Em outros tempos, o ex-procurador-geral do MPRJ, Cláudio Lopes, foi denunciado, afastado, e preso preventivamente por atrasar investigações e vazar informações que comprometeriam o governador Sérgio Cabral.

No massacre da Penha, a atuação do Ministério Público foi avalizar previamente a operação e bloquear a fiscalização por poderes independentes.

TH Joias: o deputado traficante

O caso mais emblemático é o de TH Joias, um deputado traficante que frequentava eventos oficiais, vendia drones para o crime organizado, comercializava árvores e joias, indicava cargos públicos e circulava próximo às altas esferas do poder.

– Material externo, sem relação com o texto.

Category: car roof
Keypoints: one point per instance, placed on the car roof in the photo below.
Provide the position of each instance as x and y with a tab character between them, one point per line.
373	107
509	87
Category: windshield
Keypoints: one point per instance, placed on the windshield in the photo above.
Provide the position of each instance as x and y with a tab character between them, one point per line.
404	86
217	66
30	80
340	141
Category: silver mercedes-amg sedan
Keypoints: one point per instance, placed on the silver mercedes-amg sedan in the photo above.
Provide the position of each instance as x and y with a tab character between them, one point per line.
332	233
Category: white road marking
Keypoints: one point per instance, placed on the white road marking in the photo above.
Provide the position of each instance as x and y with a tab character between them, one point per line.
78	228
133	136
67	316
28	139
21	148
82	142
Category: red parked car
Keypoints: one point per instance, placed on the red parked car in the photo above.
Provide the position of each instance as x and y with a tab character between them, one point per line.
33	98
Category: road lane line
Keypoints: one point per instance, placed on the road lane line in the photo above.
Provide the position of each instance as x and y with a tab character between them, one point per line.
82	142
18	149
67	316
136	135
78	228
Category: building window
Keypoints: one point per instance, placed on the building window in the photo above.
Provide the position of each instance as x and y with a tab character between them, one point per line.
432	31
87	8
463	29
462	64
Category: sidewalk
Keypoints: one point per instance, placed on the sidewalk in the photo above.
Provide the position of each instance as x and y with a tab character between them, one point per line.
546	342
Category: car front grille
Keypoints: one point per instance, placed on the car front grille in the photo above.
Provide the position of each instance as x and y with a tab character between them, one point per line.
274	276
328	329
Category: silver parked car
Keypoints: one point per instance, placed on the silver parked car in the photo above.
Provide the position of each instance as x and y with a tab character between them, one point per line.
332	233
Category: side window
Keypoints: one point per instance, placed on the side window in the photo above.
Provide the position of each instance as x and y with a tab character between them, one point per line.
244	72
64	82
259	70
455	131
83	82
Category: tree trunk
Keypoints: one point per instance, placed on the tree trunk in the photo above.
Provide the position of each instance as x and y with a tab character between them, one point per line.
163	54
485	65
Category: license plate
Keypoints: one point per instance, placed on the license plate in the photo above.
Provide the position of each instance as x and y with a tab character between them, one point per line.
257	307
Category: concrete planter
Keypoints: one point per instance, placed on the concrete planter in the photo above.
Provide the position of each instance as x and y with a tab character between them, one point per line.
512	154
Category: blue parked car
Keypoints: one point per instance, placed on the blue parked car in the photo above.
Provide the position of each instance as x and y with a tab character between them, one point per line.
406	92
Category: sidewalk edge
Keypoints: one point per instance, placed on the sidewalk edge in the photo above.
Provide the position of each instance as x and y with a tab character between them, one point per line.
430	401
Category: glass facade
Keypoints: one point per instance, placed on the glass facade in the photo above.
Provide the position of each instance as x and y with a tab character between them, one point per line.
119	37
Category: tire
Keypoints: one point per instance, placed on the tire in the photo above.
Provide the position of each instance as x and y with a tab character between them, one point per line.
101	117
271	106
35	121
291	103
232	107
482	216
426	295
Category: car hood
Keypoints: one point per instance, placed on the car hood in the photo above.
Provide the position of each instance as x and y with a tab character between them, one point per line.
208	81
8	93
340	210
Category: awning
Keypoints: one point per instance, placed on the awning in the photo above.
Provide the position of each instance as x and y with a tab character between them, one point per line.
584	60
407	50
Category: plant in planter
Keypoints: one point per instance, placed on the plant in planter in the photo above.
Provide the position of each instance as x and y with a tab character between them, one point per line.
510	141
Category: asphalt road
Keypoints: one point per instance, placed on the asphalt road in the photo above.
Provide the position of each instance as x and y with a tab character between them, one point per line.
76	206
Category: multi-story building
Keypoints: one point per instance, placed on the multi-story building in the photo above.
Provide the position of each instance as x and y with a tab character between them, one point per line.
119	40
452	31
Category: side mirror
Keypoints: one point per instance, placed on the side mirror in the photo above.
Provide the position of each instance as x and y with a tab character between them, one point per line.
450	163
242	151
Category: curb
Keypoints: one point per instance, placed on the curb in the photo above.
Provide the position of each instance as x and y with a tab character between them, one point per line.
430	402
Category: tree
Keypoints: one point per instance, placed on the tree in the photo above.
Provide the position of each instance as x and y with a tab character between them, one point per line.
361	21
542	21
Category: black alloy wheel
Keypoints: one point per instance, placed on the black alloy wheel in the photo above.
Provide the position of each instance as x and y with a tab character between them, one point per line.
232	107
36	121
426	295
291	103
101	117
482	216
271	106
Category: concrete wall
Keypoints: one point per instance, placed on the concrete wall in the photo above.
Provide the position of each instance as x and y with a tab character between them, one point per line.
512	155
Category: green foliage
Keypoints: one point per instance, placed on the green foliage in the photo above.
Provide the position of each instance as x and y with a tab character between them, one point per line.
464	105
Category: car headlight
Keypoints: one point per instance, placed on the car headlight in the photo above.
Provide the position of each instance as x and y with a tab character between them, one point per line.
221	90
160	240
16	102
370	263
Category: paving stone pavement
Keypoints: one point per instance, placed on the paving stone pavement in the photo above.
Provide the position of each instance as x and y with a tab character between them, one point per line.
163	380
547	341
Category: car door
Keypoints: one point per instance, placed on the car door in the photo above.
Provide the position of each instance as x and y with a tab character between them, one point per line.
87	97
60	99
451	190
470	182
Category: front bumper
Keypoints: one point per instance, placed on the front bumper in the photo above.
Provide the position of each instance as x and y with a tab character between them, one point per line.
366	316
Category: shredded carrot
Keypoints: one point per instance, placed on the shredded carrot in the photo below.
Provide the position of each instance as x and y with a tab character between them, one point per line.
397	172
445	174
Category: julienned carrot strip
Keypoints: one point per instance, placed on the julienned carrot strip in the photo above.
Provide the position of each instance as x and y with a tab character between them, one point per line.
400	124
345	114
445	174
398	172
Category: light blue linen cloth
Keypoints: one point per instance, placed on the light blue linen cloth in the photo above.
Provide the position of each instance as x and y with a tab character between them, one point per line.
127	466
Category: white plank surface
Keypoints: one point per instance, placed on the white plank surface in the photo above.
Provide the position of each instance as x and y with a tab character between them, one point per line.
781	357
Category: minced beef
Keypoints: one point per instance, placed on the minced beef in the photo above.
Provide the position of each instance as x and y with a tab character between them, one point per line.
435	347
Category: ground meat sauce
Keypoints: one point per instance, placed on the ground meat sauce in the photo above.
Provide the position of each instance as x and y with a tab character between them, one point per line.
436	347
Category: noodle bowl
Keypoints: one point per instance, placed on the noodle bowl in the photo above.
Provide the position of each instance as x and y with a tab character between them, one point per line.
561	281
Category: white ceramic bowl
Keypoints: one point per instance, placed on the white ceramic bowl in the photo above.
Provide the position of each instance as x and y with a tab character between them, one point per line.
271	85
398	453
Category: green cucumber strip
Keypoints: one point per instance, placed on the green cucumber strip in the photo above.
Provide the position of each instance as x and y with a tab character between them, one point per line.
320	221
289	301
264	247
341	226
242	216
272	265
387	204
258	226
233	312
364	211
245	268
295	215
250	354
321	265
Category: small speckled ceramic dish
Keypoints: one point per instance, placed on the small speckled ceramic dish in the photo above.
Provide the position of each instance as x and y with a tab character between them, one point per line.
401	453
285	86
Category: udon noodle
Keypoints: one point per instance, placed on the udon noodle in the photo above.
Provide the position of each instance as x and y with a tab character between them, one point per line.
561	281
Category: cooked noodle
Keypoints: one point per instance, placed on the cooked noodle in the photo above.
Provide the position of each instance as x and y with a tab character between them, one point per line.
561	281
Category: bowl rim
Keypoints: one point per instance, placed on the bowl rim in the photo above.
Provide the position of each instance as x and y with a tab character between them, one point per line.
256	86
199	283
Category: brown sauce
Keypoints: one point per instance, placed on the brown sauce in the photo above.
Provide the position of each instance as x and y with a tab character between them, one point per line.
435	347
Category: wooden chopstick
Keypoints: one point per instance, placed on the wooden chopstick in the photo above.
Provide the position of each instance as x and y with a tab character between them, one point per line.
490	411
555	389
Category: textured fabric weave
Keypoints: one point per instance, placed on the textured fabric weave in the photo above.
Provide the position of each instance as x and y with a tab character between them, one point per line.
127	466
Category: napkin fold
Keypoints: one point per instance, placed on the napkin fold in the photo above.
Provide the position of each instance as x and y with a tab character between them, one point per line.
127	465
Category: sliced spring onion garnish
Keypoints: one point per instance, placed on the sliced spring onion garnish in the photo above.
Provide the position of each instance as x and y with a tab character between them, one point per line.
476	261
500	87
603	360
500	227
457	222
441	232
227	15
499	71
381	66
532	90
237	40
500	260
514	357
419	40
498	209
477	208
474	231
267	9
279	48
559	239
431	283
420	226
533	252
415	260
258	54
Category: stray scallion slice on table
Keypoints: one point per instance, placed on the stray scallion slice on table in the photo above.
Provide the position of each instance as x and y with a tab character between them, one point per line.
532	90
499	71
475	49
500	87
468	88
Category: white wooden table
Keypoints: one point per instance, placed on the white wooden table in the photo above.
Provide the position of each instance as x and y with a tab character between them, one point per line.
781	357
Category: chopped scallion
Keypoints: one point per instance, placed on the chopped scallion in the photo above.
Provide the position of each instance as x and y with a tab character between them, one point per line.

Funcionava assim: um sistema de propinas pagas em ouro para contratos vultosos. A empresa Canacunt, de Márcio Macedo, estava envolvida em contratos milionários com a CEDAE. As propinas eram convertidas em joias, distribuídas entre traficantes, artistas e membros do governo.

Depois de anos de atuação evidente, somente em 3 de setembro de 2025 foi alvo de operação policial — a Operação Zargun da Polícia Federal, investigando tráfico de drogas, intermediação de compra e venda de armas, equipamentos anti-drones e lavagem de dinheiro.

O esquema dos carros roubados

Entre janeiro e agosto de 2025, foram registrados 193 mil carros roubados ou furtados no Rio de Janeiro. Metade foi “recuperada”.

A denúncia: empresas de rastreamento como Atena Zeg atuam em conluio com policiais. Funciona assim: após o acionamento da cobertura do seguro, os carros são devolvidos em troca de comissões. Um ciclo lucrativo para todos os envolvidos — exceto para a vítima e a sociedade. E que encarece substancialmente o preço dos seguros na cidade.

A falência institucional

O que emerge desse relato não são casos isolados de corrupção, mas um quadro sistêmico de captura do Estado. Não se trata de alguns políticos corruptos ou policiais venais — trata-se de uma aliança estrutural entre crime organizado, empresariado, política e setores do Judiciário e do Ministério Público.

Quando um chefe de milícia prefere a prisão federal ao convívio com as autoridades estaduais, quando oficiais do Exército negociam armas roubadas com traficantes sem prender ninguém, quando metade de uma Assembleia Legislativa está comprometida com o crime — não estamos diante de desvios. Estamos diante de um sistema.

Um sistema que se autopreserva, que coopta ou elimina quem o ameaça, que transforma instituições republicanas em ferramentas de proteção mútua entre poderosos e criminosos.

O Rio de Janeiro não enfrenta uma crise de segurança pública. Enfrenta a dissolução do próprio Estado de Direito.